Telecoms law on trial

Series Title
Series Details 09/11/95, Volume 1, Number 08
Publication Date 09/11/1995
Content Type

Date: 09/11/1995

THE European Court of Justice is to rule on whether a French regulation on the licensing of telecommunications equipment is in violation of EU law.

The judges will decide today (9 November) whether to support an opinion delivered by Advocate-General Giuseppe Tesauro in June. Tesauro noted that the rule - which forbids, under threat of sanctions, the manufacture, importation, sale, distribution or advertising of telephone terminal equipment without prior approval - was contrary to the 1988 directive on the market in telecommunications equipment.

The case was brought after French citizen Thierry Tranchant advertised non-approved equipment between November 1992 and February 1993. He opposed the action against him, alleging that the regulation violated Article 6 of the directive, which says the body charged with setting technical specifications, application and licencing of equipment should be independent of the company offering goods and services.

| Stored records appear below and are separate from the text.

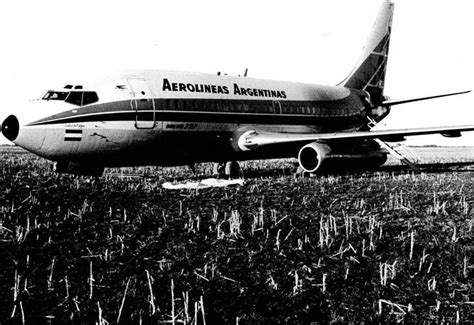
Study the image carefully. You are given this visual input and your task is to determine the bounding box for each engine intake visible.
[298,142,331,173]
[298,141,387,173]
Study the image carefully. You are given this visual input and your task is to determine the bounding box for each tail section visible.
[340,0,394,104]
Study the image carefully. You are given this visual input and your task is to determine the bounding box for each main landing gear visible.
[213,161,240,179]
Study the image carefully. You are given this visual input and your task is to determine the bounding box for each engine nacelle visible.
[54,161,104,176]
[298,142,331,173]
[298,141,387,173]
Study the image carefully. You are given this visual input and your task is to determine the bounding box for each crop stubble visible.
[0,149,474,324]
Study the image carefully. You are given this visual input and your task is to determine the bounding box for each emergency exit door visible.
[127,78,156,129]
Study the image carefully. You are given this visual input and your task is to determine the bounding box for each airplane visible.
[2,0,474,176]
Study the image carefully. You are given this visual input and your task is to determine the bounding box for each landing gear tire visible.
[225,161,240,179]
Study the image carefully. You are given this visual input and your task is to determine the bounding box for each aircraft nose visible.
[2,115,20,142]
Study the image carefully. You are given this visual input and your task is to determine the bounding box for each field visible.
[0,147,474,324]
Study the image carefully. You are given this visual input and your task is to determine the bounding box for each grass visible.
[0,148,474,324]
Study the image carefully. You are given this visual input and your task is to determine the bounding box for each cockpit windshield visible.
[41,87,99,106]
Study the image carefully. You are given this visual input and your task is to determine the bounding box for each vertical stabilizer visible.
[340,0,394,104]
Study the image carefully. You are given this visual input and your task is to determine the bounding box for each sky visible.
[0,0,474,146]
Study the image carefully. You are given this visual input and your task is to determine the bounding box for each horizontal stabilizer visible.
[382,90,471,106]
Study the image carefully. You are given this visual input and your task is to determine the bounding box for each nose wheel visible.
[213,161,240,179]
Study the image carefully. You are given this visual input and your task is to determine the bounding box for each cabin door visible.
[127,78,156,129]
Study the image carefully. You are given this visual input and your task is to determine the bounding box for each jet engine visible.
[298,140,388,173]
[298,142,331,173]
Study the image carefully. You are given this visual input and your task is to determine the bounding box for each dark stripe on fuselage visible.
[66,129,82,134]
[30,111,363,127]
[31,92,365,127]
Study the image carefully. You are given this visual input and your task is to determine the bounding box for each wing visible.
[239,125,474,150]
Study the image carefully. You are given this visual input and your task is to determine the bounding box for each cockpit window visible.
[66,91,99,106]
[42,90,99,106]
[42,90,69,100]
[66,91,84,106]
[82,91,99,105]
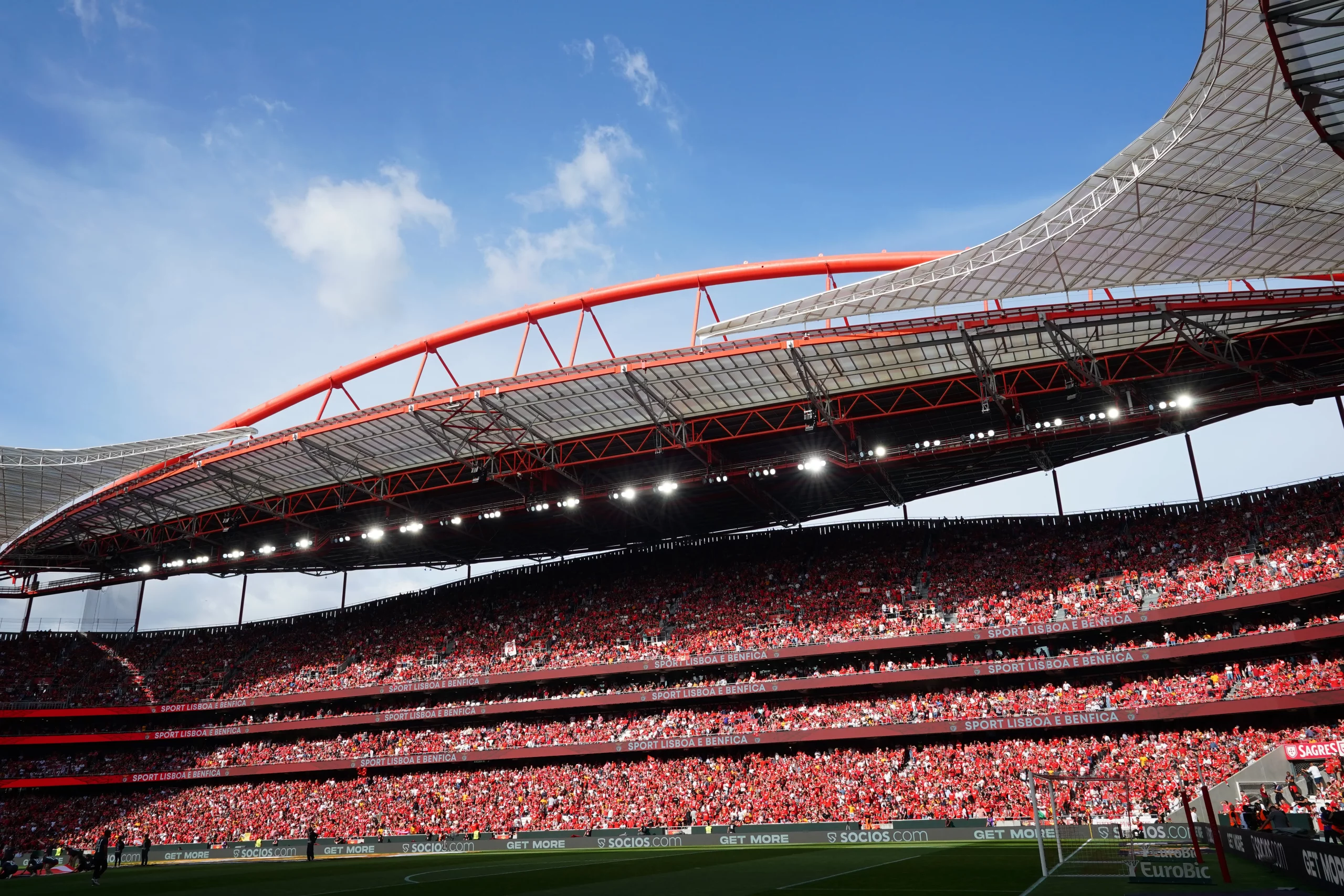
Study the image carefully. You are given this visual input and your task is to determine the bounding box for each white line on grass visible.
[1018,837,1094,896]
[402,853,657,884]
[775,853,923,889]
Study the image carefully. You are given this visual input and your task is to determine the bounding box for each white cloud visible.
[516,125,640,224]
[563,39,597,74]
[266,165,453,317]
[63,0,149,38]
[606,35,681,133]
[63,0,99,38]
[111,0,149,28]
[481,218,612,300]
[242,94,295,115]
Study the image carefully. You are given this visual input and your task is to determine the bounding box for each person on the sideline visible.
[93,830,111,887]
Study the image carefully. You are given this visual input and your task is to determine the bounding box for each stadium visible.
[0,0,1344,893]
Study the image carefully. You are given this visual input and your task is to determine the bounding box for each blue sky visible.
[0,0,1344,631]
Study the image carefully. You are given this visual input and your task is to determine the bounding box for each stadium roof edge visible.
[698,0,1344,336]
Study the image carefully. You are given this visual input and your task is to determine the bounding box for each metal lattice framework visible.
[1261,0,1344,156]
[0,427,257,548]
[699,0,1344,336]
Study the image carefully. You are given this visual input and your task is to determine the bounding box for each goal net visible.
[1027,771,1147,879]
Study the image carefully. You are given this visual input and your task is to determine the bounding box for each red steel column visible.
[130,579,145,631]
[1202,785,1233,884]
[1180,790,1204,865]
[1185,433,1204,507]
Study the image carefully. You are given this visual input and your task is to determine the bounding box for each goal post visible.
[1027,771,1142,879]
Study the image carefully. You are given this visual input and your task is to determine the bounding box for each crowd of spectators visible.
[4,656,1344,778]
[0,728,1344,846]
[0,481,1341,704]
[34,482,1341,702]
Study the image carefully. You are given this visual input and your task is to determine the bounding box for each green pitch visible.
[21,844,1313,896]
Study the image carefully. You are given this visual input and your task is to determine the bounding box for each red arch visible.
[215,251,954,430]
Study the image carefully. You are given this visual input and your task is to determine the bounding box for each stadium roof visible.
[0,427,257,547]
[3,286,1344,596]
[699,0,1344,336]
[0,0,1344,595]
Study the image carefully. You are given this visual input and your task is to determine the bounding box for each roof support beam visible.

When France implemented the directive, it insisted that certain equipment connected to the public network still had to win prior approval from the ministry of post and telecommunications.

In 1990, the commercial and regulatory activities of the operator were separated, but the advocate-general still found they were too interconnected.

The tests on the equipment are carried out by a single laboratory which, as part of the Centre National d'Etudes des Télécommunications (CNET), is a unit of France Télécom.